Looking at the guy, he fits the profile of your archetypal notorious gangster rapper. And his introduction to the game was through the backing of some of the hardest at the time including Rick Ross, DJ Khaled and Birdman. So when this ridiculously muscular, tattooed black man traded the streets to sing electro hits on boats with Miley Cyrus and Tiao Cruz while covered in glow-in-the-dark paint and sipping Cosmopolitans, everyone was left understandably a little startled. We ain’t mad at you though, Flo; get your paper.
So XXL announce their annual RAPPERS Freshman class of 2009. And among them are some flame throwers like Blu, Wale, Corey Gunz and Mickey Factz. Oh and wait, Kid Cudi. Granted, Scott has earned his rightful place in music through his unique style of errr reciting syllables over instrumentals (which we love). But does anyone else feel like they’re still waiting for him to RAP?

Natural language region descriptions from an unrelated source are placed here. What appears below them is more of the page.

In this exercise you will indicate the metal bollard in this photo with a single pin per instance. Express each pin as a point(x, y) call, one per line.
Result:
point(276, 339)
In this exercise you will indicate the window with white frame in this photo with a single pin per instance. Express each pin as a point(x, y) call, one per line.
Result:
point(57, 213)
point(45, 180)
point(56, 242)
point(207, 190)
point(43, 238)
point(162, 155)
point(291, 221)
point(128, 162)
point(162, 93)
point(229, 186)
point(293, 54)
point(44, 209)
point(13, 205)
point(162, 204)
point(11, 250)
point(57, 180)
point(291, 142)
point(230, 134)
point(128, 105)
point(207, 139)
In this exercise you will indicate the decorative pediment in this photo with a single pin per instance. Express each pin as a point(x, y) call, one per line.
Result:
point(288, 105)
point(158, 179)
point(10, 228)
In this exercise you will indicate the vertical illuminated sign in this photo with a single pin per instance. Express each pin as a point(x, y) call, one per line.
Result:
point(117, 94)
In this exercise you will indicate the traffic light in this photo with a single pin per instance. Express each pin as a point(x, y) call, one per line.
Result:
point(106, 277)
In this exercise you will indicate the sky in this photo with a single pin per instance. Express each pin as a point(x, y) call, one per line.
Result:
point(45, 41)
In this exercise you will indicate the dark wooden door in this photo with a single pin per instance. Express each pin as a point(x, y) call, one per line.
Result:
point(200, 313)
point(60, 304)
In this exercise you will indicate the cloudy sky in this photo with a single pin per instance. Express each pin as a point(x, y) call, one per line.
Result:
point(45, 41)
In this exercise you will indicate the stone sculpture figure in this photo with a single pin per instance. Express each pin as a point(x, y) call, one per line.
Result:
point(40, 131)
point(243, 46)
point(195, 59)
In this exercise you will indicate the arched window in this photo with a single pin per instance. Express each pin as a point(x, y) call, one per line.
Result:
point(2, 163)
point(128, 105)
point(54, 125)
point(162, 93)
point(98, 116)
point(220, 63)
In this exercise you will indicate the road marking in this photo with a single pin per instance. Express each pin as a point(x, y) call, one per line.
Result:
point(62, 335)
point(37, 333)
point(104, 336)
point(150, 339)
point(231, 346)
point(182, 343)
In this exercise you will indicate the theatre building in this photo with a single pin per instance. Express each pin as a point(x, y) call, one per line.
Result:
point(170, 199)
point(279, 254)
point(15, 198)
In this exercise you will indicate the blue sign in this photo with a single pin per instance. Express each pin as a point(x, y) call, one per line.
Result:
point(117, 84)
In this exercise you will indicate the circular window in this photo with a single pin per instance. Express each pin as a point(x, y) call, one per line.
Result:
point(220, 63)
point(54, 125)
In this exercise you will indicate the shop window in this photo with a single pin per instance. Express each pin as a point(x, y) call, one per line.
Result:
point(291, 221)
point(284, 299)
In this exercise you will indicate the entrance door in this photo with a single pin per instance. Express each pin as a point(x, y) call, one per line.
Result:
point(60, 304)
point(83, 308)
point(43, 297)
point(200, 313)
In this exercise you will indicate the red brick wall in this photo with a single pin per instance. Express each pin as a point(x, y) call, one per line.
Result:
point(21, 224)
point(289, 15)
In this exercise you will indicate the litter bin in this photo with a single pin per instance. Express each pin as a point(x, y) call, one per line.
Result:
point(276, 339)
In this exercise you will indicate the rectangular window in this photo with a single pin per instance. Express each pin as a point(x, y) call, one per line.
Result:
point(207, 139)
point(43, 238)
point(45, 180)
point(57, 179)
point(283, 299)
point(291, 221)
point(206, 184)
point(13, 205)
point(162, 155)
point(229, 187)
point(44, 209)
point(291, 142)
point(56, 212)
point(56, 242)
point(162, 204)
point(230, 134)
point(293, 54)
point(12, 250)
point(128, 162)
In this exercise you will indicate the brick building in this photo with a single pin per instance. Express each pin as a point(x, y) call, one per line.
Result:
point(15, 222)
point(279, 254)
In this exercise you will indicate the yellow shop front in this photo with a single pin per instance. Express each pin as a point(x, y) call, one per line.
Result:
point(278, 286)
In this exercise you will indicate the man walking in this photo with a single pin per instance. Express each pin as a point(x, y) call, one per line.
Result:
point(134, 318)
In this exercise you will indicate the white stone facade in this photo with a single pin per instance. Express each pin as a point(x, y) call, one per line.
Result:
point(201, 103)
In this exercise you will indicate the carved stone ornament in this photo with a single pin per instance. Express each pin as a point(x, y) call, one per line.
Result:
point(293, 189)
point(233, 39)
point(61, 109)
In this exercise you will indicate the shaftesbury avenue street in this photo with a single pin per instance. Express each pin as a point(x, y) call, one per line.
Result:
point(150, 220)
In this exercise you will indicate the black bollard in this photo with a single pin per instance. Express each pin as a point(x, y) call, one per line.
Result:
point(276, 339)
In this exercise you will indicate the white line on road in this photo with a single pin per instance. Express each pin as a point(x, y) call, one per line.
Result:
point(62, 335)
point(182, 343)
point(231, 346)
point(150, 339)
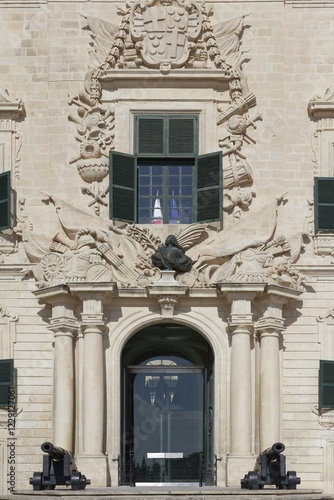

Disclaimer: We mess with Cudi; he’s cool as fxck.
Okay, technically, R. Kelly is not a rapper (he once was though; remember TP2.Com?). But musically speaking, no one has had more lives than this dude. He seamlessly transitions from deeply effusive classic R&B to a gospel, and then paradoxically creates the avid sinner’s club anthem and no-one seems to think anything strange of this, more than 20 years in. We see you, Robert. We see you.
Considering that Snoop is a man who’s smoked more marijuana than the sea has water particles, we can be forgiven for being sceptical about his “spiritual” and rather convenient move to Rastafarianism. Of course, this move arrived in an ensemble for which the matching piece was reggae music. The most notorious gangster rapper still alive, also the man accused of the murder of Phillip Woldermarian, is singing messages of peace. Yes, there is suddenly totally nothing suspect about this.
It’s just a little difficult to come to terms with the fact that the same human who got the streets all messed up with her verse on Drizzy’s ‘Up All Night’ also created the background music to every twelve year old white girl’s birthday party memories with ‘Super Bass’ and ‘Star Ships’. See where we’re going with this?
Now we’re used to Weezy’s asinine antics but when he initially announced he was dropping an entire rock album, one couldn’t help but blame the sizzurp for obscuring his reality. We applaud Mr Carter’s boldness but Rebirth was weird then and it’s still weird now.